In a single threaded application I might write a function delegate to calculate a particular element of X and then iterate through each element of X to produce a result. But of course this is quite a chore of a large code-base with multiple formulas like the above.

In Eigen I can compose multiple matrix-matrix operations in a single expression and the library will lazily evaluate the result for me (in a similar way to LINQ), only when the result is needed. Reducing the number of temporary objects and the number of iterations to calculate X:
https://eigen.tuxfamily.org/dox/TopicLazyEvaluation.html

With which the code for my expression would be:

MatrixXd X = ( (a + A) * (b + B) * (a + A) * (b + B) ).exp();

If I now want to use the GPU, I assume I must use cuBLAS and multiple calls to gemm() to calculate the product and then the square whilst the addition and exponent operations I must handle myself separately. But this sounds highly inefficient as I am asking the GPU to run maybe 5 separate kernels whilst creating a large number of temporary intermediate matrices.

So what is best practice in this scenario or am I worrying about nothing?
Is there a way to use cuBLAS such that I only need to make one call to the GPU for a complex expression such as mine?
Should I take a similar approach to the single threaded application, i.e. ignore cuBLAS and calculate each element of X on a separate thread using my own function?

As I understand it, batching with gemmBatched() is not the answer as I’m not multiplying one array of matrices against another.

Thanks in advance.

no, generally there is not. For some specific expressions, there might be a “single call” cublas equivalent but you can pretty much figure that out yourself by reading what is available in the cublas manual.
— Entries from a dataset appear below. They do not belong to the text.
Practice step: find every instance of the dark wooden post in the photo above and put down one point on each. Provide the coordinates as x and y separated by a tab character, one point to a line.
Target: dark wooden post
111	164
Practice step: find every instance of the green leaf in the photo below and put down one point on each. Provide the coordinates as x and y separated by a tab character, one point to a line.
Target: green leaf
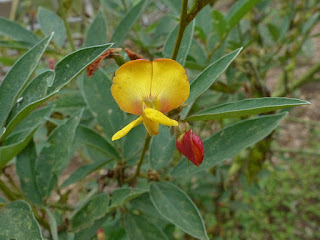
184	46
84	171
97	32
91	138
17	78
138	228
121	196
16	31
51	22
238	10
55	155
207	77
31	98
97	94
70	66
127	22
229	141
162	148
18	222
90	231
246	107
22	135
93	210
25	167
175	206
53	225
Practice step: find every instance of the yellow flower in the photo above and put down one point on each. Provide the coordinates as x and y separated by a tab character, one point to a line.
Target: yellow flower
149	89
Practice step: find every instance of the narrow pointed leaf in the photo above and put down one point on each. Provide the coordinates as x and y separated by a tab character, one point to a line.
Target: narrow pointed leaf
32	97
127	22
84	171
210	74
246	107
17	78
138	228
175	206
91	138
97	32
56	154
184	46
73	64
230	141
17	32
18	222
25	166
22	135
51	22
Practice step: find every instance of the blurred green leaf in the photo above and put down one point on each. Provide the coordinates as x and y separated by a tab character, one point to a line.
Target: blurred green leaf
73	64
87	136
97	94
127	22
56	154
32	97
162	148
94	209
184	46
97	32
18	222
51	22
138	228
238	10
230	141
246	107
175	206
25	166
207	77
84	171
22	135
53	225
17	78
17	32
219	22
274	31
121	196
91	230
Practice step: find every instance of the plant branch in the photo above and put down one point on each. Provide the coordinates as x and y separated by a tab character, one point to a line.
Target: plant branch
182	26
307	77
144	150
66	24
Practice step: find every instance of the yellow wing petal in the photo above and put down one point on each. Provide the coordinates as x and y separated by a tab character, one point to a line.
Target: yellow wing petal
169	84
127	128
159	117
131	85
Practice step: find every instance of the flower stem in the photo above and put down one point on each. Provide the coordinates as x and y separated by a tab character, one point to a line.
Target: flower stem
144	150
66	24
182	26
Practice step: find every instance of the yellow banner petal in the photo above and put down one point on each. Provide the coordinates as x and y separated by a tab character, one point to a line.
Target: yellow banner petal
159	117
127	128
131	85
169	84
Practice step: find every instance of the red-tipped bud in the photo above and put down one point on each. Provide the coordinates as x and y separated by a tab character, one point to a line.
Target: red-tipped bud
101	235
190	145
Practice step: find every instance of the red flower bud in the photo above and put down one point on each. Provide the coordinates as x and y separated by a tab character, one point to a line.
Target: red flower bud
190	145
101	235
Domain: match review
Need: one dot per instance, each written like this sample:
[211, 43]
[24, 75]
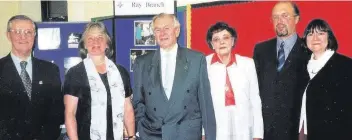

CUBLAS is (mostly) a fairly straightforward implementation of a BLAS library. There are many BLAS implementations, so you could simply search for an answer for your question that would use a standard BLAS implementation. Once you have that, conversion to CUBLAS should be trivial.

But I don’t think you’ll find anyone saying you can do what you want with a single BLAS call either.

Rather than worry about whether such a thing can be done in a single call or not, I would just code up a comparative benchmark and see how BLAS/CUBLAS performs against Eigen or Matlab. I would expect both Eigen and Matlab may make use of underlying BLAS libraries.